Updated on June 04, 2022

Comments

  • Atrus
    Atrus almost 2 years

    I know there's a lot of similar questions out there, but I haven't found anything that helps yet. I've been at this for several hours now and it's driving me crazy. I get a segmentation fault when a destructor is called for a variable that was created by the copy constructor.

    //Copy Constructor
    Stack::Stack(const Stack &aStack)
    {
       size = 0; //this is incremented as new items are pushed onto the stack.
       cap= aStack.cap;
       items = new int[aStack.cap]();
       for (int i = 0; i < aStack.size; i++)
          this->push(aStack.items[i]);  //Adds an item if not full and increments size
          // I have also tried: items[i] = aStack.items[i]
    }
    
    //Destructor
    Stack::~Stack()
    {
       cap= 0;
       size= 0;
       delete [] items;
       items = NULL;
    }
    

    I get the feeling I'm doing the copy constructor wrong, but I can't figure out what it is.

  • Atrus
    Atrus almost 11 years
    If only it was that simple, I could have caught that :P The names are a bit inaccurate (can't do anything about it, my teacher picked them). "Top" is the index above the top element of the stack, or in other words, the size, and "size" is the capacity (think "maxSize"). So, top already iterates though all the elements that have been assigned. Thanks for the feedback though :D
  • Ozraptor
    Ozraptor almost 11 years
    What type is items? Is it being declared as an int*?
  • Atrus
    Atrus almost 11 years
    The code works most of the time, it's just special situations where it fails, namely situations where the copy constructor is used.
  • Excelcius
    Excelcius almost 11 years
    Can't tell for sure since I don't have the complete code but this doesn't sound like the right solution... NULL is a macro effectively defined as 0. So all this line did was set one of the integers in the items array to 0. It shouldn't have any effect on the delete in the destructor.
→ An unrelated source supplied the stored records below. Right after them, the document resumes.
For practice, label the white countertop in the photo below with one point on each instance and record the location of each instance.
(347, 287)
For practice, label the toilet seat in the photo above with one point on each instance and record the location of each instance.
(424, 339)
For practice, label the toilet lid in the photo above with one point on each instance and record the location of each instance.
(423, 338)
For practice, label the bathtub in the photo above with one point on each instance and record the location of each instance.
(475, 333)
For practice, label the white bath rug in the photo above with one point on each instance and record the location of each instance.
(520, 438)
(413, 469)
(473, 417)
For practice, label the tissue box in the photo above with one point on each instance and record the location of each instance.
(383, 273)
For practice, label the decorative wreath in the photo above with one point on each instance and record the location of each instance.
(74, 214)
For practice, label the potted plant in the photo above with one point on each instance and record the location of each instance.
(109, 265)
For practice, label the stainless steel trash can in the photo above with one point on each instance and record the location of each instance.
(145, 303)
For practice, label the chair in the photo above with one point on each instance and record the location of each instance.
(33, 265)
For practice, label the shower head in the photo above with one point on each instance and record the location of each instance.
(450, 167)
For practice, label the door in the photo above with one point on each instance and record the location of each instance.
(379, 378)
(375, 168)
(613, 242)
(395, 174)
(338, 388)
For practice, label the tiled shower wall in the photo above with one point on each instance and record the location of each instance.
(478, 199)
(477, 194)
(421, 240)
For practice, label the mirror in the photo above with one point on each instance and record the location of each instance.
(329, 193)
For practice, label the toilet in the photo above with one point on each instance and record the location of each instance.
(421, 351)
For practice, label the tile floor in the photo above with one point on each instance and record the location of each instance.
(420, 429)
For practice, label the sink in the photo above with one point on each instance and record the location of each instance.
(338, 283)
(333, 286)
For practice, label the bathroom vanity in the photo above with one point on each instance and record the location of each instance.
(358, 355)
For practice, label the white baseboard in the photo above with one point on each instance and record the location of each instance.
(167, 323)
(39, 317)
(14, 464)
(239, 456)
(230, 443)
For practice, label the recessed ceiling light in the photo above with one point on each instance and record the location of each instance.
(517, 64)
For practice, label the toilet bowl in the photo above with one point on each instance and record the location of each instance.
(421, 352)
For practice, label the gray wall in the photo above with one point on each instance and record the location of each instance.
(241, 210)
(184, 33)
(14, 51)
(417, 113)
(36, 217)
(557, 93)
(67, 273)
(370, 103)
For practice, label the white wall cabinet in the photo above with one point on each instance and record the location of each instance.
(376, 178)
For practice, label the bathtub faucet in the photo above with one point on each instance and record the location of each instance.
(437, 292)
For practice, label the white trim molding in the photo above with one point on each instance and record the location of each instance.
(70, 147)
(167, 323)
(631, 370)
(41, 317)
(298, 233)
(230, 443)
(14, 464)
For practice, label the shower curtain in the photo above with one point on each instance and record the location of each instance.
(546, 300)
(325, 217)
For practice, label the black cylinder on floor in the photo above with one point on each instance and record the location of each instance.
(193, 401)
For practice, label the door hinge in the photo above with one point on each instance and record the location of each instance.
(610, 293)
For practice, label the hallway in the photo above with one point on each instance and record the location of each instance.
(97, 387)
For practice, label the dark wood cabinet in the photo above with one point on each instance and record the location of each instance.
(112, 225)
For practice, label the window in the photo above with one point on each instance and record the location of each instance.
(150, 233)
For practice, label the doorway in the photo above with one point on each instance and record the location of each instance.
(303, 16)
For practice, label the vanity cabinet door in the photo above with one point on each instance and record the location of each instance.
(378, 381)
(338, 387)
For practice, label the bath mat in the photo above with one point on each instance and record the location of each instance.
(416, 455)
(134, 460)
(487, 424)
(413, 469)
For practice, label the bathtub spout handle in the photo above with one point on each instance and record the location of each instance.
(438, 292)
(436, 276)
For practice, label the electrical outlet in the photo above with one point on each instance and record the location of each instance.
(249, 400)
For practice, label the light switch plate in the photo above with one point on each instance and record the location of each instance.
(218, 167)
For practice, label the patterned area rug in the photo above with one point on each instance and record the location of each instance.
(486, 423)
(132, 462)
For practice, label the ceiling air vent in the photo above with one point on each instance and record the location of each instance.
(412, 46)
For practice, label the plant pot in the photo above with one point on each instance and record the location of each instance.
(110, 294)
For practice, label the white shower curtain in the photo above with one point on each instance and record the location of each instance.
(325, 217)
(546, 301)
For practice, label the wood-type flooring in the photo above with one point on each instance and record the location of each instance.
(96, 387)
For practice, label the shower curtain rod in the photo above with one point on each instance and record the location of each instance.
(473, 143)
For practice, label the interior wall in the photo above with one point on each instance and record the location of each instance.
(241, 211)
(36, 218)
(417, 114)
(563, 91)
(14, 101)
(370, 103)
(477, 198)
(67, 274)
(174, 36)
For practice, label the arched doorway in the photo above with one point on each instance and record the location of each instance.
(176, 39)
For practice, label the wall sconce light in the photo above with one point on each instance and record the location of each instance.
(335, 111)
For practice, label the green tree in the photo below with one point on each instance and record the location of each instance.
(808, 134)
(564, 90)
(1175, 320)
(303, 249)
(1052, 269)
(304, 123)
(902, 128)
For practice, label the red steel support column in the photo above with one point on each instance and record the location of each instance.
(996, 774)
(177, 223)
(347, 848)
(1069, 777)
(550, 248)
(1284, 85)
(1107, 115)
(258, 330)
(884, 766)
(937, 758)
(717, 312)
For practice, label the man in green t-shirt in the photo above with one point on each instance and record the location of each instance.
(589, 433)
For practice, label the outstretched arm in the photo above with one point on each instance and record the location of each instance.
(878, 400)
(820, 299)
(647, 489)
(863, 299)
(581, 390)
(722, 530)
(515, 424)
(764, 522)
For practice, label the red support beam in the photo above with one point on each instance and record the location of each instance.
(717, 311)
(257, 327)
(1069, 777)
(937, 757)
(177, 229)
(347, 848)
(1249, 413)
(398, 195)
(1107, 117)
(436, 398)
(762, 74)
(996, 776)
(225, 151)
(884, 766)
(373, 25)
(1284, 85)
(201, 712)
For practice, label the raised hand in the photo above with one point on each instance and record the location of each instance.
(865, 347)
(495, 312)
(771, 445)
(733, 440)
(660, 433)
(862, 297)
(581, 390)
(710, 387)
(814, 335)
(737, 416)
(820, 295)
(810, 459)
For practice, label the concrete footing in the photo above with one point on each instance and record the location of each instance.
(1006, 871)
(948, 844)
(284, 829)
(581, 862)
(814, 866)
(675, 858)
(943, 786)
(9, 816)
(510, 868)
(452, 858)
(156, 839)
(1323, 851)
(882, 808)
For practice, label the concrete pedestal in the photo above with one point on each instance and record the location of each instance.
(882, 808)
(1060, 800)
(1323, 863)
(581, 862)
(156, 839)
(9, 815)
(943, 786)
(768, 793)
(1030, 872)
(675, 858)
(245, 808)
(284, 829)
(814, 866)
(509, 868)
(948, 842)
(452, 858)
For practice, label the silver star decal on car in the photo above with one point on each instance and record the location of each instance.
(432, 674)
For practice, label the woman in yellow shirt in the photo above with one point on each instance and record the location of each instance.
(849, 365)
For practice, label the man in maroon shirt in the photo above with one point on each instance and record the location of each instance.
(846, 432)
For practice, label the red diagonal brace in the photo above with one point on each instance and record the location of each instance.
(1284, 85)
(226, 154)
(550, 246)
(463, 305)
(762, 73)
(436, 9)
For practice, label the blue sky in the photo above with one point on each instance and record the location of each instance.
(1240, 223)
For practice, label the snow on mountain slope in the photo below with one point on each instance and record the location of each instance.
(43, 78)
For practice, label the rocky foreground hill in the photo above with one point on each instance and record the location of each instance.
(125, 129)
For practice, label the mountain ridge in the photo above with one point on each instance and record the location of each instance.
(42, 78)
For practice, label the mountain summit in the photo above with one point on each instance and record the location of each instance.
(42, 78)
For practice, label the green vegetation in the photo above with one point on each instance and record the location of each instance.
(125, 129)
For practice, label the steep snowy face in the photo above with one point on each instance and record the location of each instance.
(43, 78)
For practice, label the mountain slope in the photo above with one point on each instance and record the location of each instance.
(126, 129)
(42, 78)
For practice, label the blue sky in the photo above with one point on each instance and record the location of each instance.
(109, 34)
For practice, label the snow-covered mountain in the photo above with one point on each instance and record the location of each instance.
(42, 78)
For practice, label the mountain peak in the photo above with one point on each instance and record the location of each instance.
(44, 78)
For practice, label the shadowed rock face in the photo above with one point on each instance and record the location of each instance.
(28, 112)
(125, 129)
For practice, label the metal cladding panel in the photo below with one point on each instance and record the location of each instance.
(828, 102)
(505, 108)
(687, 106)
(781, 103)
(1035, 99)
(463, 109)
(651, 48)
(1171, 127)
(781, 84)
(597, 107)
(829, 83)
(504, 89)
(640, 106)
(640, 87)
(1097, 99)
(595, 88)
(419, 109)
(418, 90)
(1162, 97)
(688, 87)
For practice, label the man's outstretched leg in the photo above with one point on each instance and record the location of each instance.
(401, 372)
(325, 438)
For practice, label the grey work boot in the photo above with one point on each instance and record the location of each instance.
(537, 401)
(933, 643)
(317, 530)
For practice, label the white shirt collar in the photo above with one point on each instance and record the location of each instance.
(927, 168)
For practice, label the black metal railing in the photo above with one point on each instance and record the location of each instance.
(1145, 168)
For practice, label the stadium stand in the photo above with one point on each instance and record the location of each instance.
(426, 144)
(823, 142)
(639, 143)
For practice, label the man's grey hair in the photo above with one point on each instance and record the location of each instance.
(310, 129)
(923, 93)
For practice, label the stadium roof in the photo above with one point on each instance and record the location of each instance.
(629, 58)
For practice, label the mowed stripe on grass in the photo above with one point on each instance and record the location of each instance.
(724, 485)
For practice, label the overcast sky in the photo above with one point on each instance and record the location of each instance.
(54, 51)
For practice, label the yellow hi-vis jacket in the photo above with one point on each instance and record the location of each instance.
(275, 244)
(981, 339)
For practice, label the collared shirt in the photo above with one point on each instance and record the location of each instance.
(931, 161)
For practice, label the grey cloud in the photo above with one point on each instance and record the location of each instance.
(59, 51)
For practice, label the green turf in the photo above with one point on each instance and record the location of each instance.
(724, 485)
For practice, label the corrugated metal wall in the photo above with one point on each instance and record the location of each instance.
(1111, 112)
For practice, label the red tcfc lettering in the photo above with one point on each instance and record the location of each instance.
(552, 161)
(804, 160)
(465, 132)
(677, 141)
Did you call delete items[size - 1] as well in pop?
  • molbdnilo
    molbdnilo almost 11 years
    The assignment as such is not the reason - assigning NULL doesn't cause anything to be deleted. In particular, assigning NULL to an int will only set it to zero, and an array full of zeroes isn't "empty" in any way. More likely is that size-1 is an index outside the array - make sure that size is greater than zero when you do that.